Biblia Wujka (1923)/Pierwsza Księga Samuela 5
Lecz Philistynowie wzięli skrzynię Bożą, i zanieśli ją od kamienia pomocy do Azotu.
2 A Philistynowie wzięli skrzynię Bożą, i wnieśli ją do Zboru Dagon, i postawili ją podle Dagona.
3 A gdy na świtaniu wstali Azotczanie nazajutrz, oto Dagon leżał twarzą na ziemi przed skrzynią Pańską, i podnieśli Dagona i postawili go zaś na miejsce jego.
4 I zasię rano nazajutrz wstawszy, naleźli Dagona leżącego twarzą swą na ziemi przed skrzynią Pańską: a głowa Dagonowa i obie dłonie rąk jego ucięte były na progu:
5 A Dagona samego tułów został, a był na swem miejscu. Dla téj przyczyny ofiarownicy Dagon, i wszyscy, którzy wchodzą do Zboru jego, nie depczą na próg Dagon w Azocie, aż do dnia dzisiejszego.
6 Lecz ręka Pańska obciążyła się nad Azotczykami i gubił je: i zaraził na tajemnem miejscu zadnice Azota i granice jego. I wykipiały wsi i pola w pośrodku onéj krainy, i narodziło się myszy, i stało się wielkie zamieszanie śmierci wielkiéj w mieście.
7 A widząc mężowie Azotczykowie takową plagę, rzekli: Niech nie mieszka u nas skrzynia Boga Izraelskiego; bo twarda jest ręka jego na nas, i na Dagona, Boga naszego.
8 A posławszy zebrali wszystkie książęta Philistyńskie do siebie, i rzekli: Co mamy czynić z skrzynią Boga Izraelowego? I odpowiedzieli Gethejczykowie: Niech obwożą w koło skrzynię Boga Izraelskiego. I obwozili wkoło skrzynię Boga Izraelskiego.
9 A gdy ją oni obwozili, stawała się ręka Pańska w każdem mieście porażki bardzo wielkiéj, i zarażała męże każdego miasta, od małego aż do większego, i gniły wychodzące zadnie jelita ich. I naradzili się Gethejczycy i poczynili sobie siedzenia skórzane.

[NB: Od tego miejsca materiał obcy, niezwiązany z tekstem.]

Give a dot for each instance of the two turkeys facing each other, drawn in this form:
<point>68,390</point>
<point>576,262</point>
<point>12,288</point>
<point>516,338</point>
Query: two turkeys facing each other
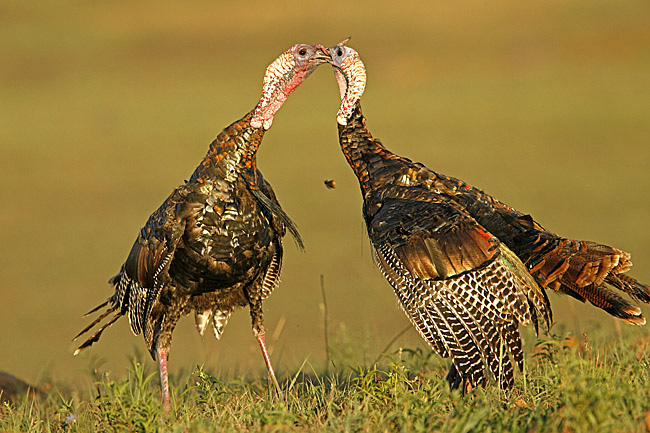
<point>467,269</point>
<point>215,243</point>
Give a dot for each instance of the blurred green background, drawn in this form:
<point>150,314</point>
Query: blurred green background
<point>105,107</point>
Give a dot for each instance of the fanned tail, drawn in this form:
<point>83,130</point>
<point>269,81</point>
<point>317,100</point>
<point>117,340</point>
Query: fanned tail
<point>583,269</point>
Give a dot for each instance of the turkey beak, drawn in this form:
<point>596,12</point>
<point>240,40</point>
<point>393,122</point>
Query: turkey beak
<point>321,55</point>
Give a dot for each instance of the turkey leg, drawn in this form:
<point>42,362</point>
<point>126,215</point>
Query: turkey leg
<point>164,380</point>
<point>260,339</point>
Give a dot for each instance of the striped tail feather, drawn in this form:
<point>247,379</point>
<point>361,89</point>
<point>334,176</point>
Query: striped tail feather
<point>472,317</point>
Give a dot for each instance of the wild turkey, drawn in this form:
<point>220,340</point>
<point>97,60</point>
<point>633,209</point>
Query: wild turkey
<point>466,268</point>
<point>216,242</point>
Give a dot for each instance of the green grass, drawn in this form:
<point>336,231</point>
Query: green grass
<point>574,385</point>
<point>106,106</point>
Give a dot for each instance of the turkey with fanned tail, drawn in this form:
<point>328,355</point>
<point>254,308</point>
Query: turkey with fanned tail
<point>467,269</point>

10 Posłali tedy skrzynię Bożą do Akkarona: a gdy przyszła skrzynia Boża do Akkaron, zawołali Akkarończycy, mówiąc: Przywieźli do nas skrzynię Boga Izraelskiego, aby nas pobiła i lud nasz.
11 Posłali tedy i zebrali wszystkie książęta Philistyńskie, którzy rzekli: Puśćcie skrzynię Boga Izraelowego, a niech się wróci na miejsce swoje, a niechaj nas nie zabija i z ludem naszym.
12 Bo był strach śmierci w każdem mieście, i bardzo ciężka ręka Boża. Mężowie téż, którzy nie pomarli, zarażeni bywali na tajemnem miejscu zadnice: i wstępował krzyk każdego miasta do nieba.